Fabrizio Gabriele
Fabrizio Gabriele

Reputation: 31

Bash script that lists files in a directory doesn't work

I made a bash script because I need to convert a lot of files in a directory from .MOV to .mp4 format. I created this script for the purpose:

#!/bin/bash

touch .lista
ls -1 "$1" | grep -i .MOV > .lista
list= `pwd`/.lista
cd "$1"
while read -r line;
    do filename=${line%????}
    ffmpeg -i "$line" -vcodec copy -acodec copy "$filename.mp4"; done < $list
rm .lista

This script is supposed to convert me each .MOV file into the directory indicated by $1, but it doesn't work, it converts me only one file, then it terminates. I can't understand why. What's wrong with that?

Upvotes: 1

Views: 490

Answers (3)

Mark Setchell
Mark Setchell

Reputation: 207365

Do them all fast and succinctly in parallel with GNU Parallel like this:

parallel --dry-run ffmpeg -i {} -vcodec copy -acodec copy {.}.mp4 ::: movies/*MOV

Sample Output

ffmpeg -i movies/a.MOV -vcodec copy -acodec copy movies/a.mp4
ffmpeg -i movies/b.MOV -vcodec copy -acodec copy movies/b.mp4

If that looks good, do it again but without --dry-run.

Note how easily GNU Parallel takes care of all the loops, all the quoting and changing the extension for you.

Upvotes: 2

Poshi
Poshi

Reputation: 5762

Your code is working for me. I cannot see any error. But I can suggest you a better approach. Don't use ls to get the filenames, it is not a good idea. Also, you can avoid changing dir.

#!/bin/bash

for line in $(find "$1" -maxdepth 1 -type f -iname "*.mov")
do
    ffmpeg -i "$line" -vcodec copy -acodec copy "${line%????}.mp4"
done

You don't need to start by touching the file. In any case, you don't need a file at all, you can use a for loop to iterate over the files returned by find directly. With find, I'm already selecting all the files in the specified folder that have the expected extension.
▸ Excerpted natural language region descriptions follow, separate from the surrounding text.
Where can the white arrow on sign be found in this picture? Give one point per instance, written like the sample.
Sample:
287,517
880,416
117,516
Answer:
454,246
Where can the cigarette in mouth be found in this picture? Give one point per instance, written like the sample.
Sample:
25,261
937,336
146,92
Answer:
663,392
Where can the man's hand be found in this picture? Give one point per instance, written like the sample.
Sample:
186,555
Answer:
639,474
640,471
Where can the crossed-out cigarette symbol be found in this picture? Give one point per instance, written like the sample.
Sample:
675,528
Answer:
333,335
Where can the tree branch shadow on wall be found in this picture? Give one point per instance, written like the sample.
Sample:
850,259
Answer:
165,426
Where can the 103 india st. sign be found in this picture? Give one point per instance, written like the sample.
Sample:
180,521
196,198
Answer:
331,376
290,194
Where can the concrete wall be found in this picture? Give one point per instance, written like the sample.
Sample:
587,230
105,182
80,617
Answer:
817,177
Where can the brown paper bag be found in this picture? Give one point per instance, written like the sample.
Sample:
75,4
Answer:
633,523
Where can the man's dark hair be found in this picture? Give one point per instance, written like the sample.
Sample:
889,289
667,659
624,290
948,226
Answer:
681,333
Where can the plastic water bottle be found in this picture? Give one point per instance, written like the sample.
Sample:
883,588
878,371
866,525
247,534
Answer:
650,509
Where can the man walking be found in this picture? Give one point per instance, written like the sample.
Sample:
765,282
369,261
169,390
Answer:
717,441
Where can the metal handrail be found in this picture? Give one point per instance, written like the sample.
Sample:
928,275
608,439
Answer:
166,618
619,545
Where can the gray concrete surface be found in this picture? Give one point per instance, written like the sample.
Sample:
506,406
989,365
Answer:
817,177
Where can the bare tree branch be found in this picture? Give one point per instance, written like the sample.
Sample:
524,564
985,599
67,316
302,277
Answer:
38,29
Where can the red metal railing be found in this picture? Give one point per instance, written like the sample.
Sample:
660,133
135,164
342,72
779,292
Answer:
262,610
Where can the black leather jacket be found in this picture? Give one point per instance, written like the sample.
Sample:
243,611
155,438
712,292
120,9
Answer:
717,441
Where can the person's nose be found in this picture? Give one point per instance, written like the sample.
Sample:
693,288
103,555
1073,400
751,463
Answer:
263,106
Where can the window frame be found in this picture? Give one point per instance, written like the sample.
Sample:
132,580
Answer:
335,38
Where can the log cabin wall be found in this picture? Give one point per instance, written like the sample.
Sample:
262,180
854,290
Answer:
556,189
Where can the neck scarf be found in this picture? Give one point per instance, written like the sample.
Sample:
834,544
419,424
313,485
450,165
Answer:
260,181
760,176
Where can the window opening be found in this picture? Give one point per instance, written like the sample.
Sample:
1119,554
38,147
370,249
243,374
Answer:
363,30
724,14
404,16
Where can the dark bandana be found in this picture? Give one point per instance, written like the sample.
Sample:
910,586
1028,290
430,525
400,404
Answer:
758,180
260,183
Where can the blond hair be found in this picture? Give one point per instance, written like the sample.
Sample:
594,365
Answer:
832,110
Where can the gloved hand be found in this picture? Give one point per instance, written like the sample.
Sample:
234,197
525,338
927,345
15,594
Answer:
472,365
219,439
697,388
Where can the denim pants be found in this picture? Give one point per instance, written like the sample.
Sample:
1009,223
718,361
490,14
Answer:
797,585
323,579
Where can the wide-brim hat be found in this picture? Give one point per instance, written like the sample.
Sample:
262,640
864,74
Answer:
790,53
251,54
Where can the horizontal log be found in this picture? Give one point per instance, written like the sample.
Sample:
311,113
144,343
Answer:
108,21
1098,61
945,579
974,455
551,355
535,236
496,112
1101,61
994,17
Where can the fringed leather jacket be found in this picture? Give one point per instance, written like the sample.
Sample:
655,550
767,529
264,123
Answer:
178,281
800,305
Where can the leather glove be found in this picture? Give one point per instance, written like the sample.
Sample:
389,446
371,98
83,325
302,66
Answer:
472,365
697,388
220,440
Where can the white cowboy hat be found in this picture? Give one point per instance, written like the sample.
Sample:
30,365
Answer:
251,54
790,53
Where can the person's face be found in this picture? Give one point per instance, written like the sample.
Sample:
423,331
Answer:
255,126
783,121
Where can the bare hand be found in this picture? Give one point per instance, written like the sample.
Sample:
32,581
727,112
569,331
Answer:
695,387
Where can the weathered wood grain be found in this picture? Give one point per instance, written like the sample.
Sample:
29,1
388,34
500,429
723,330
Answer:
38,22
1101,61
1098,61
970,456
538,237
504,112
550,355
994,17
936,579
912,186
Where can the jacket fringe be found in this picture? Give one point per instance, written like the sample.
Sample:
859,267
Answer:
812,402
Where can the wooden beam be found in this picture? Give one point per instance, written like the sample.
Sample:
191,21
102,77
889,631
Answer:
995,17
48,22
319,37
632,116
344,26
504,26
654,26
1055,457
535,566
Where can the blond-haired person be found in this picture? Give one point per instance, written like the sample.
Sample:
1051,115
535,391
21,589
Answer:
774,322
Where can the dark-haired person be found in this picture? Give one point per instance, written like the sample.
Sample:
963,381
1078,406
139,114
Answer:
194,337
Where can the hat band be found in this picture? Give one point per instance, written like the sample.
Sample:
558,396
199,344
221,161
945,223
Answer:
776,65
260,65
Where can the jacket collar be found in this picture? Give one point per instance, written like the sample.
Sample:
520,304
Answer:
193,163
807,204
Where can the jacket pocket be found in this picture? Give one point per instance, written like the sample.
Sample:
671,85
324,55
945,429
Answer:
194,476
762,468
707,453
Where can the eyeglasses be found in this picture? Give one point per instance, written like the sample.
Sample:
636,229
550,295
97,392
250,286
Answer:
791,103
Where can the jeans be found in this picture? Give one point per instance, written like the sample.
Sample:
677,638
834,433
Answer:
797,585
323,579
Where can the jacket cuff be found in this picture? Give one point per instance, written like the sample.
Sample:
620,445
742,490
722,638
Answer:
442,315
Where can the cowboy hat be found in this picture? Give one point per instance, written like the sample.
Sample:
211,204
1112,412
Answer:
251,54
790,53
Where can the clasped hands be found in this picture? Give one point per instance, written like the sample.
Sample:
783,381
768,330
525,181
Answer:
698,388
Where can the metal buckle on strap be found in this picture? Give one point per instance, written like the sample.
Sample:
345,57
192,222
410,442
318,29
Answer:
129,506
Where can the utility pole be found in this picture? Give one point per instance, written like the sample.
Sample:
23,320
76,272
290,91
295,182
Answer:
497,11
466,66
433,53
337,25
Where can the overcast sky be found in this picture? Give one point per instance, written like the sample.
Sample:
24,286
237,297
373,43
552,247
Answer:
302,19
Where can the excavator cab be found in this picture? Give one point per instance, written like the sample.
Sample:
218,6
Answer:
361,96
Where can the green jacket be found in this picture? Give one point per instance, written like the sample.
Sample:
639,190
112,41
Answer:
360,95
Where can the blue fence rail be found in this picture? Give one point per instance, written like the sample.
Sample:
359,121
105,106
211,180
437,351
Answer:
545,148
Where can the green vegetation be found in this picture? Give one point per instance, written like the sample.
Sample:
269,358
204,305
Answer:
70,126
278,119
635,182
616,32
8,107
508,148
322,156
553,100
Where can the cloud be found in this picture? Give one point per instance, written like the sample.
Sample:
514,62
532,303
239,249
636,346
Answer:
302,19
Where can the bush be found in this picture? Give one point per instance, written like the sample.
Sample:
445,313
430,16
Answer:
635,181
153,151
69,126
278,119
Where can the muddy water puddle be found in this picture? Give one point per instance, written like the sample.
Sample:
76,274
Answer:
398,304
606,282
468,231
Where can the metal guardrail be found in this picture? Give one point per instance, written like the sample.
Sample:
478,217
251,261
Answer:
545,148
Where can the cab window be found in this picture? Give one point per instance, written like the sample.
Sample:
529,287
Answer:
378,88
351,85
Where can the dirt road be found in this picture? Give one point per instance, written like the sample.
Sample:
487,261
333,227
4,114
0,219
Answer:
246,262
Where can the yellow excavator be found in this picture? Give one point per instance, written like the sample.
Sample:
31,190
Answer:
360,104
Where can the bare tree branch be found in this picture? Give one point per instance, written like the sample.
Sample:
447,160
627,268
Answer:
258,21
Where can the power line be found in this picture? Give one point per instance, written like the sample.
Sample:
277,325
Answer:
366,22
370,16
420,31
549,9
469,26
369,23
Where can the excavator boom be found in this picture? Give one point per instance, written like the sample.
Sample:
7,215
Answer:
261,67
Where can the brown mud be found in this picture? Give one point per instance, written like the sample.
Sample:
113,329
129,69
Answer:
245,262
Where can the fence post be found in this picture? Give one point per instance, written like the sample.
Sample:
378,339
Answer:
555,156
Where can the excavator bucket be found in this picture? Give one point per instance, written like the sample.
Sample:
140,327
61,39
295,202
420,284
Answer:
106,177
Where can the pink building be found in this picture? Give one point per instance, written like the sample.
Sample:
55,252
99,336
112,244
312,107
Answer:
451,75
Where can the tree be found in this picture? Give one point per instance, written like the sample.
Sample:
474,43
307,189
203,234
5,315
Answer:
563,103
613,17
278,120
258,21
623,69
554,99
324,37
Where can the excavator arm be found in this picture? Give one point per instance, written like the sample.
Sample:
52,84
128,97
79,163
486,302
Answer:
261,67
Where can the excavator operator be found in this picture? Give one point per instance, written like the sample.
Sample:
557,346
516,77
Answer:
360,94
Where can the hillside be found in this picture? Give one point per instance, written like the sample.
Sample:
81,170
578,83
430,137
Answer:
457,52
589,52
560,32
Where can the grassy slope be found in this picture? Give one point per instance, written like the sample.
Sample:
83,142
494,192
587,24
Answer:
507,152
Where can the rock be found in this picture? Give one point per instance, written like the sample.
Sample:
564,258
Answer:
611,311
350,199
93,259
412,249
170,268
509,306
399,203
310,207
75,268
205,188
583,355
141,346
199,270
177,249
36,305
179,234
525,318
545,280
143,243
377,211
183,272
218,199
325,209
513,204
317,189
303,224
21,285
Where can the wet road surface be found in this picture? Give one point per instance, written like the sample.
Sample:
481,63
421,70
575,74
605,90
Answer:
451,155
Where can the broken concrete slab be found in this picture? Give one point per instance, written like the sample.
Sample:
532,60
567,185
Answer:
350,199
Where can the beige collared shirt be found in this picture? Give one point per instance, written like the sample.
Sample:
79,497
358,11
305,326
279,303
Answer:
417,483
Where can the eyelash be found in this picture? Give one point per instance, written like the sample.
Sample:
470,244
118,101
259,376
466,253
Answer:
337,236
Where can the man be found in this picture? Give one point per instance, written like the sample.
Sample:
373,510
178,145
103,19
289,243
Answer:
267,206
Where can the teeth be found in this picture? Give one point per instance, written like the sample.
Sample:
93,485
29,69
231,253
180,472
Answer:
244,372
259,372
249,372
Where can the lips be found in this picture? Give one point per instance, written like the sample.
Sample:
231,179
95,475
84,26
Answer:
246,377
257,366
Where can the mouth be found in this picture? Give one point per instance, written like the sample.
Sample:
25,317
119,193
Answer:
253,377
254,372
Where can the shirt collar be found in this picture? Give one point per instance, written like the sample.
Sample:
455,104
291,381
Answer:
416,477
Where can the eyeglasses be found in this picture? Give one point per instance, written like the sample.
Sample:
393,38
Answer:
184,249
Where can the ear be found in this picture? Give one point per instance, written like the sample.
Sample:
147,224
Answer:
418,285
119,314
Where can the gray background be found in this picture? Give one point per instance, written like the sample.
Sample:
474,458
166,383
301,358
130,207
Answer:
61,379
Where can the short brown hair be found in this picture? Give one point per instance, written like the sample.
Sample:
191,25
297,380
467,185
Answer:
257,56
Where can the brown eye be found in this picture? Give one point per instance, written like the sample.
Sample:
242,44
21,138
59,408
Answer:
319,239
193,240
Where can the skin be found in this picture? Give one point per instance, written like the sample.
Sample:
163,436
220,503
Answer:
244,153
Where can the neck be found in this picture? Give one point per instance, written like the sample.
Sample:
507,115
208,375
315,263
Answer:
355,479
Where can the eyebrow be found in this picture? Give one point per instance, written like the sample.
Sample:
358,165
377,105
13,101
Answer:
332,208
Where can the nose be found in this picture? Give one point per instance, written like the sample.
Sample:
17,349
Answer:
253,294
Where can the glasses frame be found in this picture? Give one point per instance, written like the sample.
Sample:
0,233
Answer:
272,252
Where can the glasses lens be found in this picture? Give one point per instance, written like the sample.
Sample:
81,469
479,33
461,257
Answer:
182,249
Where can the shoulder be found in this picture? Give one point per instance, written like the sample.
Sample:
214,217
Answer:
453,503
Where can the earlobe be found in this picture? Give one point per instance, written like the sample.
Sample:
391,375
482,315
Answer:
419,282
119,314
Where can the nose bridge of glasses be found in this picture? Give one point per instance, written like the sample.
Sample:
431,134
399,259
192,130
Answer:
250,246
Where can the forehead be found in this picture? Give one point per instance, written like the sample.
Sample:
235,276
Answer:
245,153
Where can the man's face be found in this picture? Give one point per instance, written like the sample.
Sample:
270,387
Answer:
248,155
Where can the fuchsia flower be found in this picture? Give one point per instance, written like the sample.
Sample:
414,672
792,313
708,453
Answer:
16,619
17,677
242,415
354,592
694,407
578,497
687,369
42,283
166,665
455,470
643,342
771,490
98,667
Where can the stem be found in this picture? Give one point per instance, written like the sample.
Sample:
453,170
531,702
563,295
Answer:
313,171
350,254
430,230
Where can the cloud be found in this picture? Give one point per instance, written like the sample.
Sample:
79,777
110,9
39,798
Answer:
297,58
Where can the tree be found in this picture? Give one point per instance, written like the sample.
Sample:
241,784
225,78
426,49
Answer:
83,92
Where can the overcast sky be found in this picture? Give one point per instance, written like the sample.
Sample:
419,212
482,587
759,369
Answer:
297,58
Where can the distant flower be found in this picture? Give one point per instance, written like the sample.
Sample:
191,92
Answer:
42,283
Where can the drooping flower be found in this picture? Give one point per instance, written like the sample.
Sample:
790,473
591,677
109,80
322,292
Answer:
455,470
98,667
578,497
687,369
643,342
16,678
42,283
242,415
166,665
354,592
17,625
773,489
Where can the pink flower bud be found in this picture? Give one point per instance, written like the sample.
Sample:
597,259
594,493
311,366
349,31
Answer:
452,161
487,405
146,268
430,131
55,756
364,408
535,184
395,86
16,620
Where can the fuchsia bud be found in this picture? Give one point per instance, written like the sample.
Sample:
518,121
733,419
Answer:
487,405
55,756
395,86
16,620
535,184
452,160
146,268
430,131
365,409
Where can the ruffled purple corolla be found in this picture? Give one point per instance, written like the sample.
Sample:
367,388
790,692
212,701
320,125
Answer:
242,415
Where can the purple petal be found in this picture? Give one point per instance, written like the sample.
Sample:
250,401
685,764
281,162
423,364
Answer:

Here I add a one-liner that should avoid problems with spaces:

find "$1" -maxdepth 1 -type f -iname "*.mov" -print0 | xargs -0 -n 1 -I{} bash -c "F={}; ffmpeg -i \"\$F\" -vcodec copy -acodec copy \"\${F%.*}\".mp4"

Upvotes: 1

PesaThe
PesaThe

Reputation: 7499

It's better to simply loop using globs:

for file in "$1"/*.MOV; do
    ffmpeg -i "$file" ... "${file%.*}.mp4" 
done 

Why you shouldn't parse the output of ls.